また、上記例は記録パターンが既知の場合に関して記したが、記録パターンが未知の場合に関しても同様な手法により、再生信号の品位を評価することが可能と考えられる。この手法は特開2003−141823号公報に開示されている(特許文献2)。これによれば、最も確からしい状態遷移のパスのメトリック値:Paと2番目に確からしいパスのメトリック値:Pbにおいてメトリック差値|Pa−Pb|を統計処理し、評価することで再生信号品位の評価をすることが可能となる。
特開平10−21651号公報 特開2003−141823号公報
上記従来例における再生信号品位の評価方法では、記録再生における装置のパラメータの条件を最適な状態に的確に短時間で導くには不十分であり、最適な記録再生条件を見出すことができないという問題点が浮上してきた。

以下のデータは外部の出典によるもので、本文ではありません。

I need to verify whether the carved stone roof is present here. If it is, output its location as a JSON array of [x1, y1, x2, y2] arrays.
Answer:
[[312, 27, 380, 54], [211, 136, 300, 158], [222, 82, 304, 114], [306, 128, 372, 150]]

以下、これについて説明を加える。上述したようにディジタル情報の量が飛躍的に増大しており、これに伴い大容量化、高密度化に適した光ディスク及び光ディスク装置の開発が進められている。
このような状況下の中、光変調記録時の熱的な干渉の影響を低減するために、記録におけるレーザーパルスの点灯形態も複雑化している。特に、オーバーライト可能な光ディスク媒体においては、記録パルス点灯の中に記録マークを形成する役割を持つ記録パルスと、記録マークでない非マークを形成する消去パルスとを併せ持つ記録パルス列を用いて情報の記録が行われている。
また、オーバーライト可能な媒体に拘わらず、より高速でのデータ転送が要求されているために、標準記録レートに対して、2倍、4倍、…、と言った高速対応記録が可能な光ディスクドライブが開発されている。

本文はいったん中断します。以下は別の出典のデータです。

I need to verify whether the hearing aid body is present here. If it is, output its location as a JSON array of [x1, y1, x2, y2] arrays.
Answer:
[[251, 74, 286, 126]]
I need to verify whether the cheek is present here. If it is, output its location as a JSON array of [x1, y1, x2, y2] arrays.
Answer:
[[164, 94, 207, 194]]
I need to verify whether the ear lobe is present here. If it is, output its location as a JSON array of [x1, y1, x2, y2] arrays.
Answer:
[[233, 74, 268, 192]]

以上のような、高線密度化対応、高速化対応がなされている中で、再生信号品位の状態も複雑化している。光ディスクの記録またはオーバーライトによる記録マークの形成は記録時のレーザー点灯による媒体の温度分布状態、或いは、温度分布の過渡状態に依存して決定され、記録マークを見た場合、このマークの前端と後端とでは必ずしも同じ状態にはなっていない。このことは、このマークを再生した場合に再生信号にも同様なことが言え、マーク前端における再生信号品位と、マーク後端における再生信号品位とでは異なる状態になり得る。

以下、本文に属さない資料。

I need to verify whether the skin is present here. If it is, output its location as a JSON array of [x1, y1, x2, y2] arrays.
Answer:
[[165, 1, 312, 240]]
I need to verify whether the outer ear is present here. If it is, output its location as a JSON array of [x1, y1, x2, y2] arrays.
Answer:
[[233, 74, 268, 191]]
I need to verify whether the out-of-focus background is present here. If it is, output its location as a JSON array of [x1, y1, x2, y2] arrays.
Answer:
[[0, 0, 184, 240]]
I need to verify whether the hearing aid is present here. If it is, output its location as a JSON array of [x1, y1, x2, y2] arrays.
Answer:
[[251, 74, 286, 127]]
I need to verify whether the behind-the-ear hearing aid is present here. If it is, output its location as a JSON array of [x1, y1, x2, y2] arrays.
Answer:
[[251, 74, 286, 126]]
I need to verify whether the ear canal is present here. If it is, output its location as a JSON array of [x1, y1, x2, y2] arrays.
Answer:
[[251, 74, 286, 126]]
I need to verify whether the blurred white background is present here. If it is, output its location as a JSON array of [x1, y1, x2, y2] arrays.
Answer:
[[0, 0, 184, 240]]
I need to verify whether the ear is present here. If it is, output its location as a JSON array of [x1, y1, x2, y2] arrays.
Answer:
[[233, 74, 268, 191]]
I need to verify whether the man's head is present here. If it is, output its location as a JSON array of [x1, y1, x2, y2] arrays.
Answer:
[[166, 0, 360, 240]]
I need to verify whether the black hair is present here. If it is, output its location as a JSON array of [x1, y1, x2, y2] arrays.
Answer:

上述したような、オーバーライト可能な光ディスク媒体では、完全独立ではないものの記録パルス中に記録を司る記録パルスと、消去を司る消去パルスとが存在しており、これら条件次第では、記録マーク前端と記録マーク後端とで信号品位が著しく異なる場合が存在する。
また、高速化対応がなされる場合においても、記録時の線速度が変化し、熱の応答性の影響により標準速の条件に対して単なる記録パワー値の相対変化だけでは、記録マーク前端と記録マーク後端とで信号品位が著しく異なる場合が存在する。特に、オーバーライト可能な相変化媒体においては、熱分布のみならず、温度の分布の過渡状態が記録マークの形成を司っているために記録条件が複雑化してくる。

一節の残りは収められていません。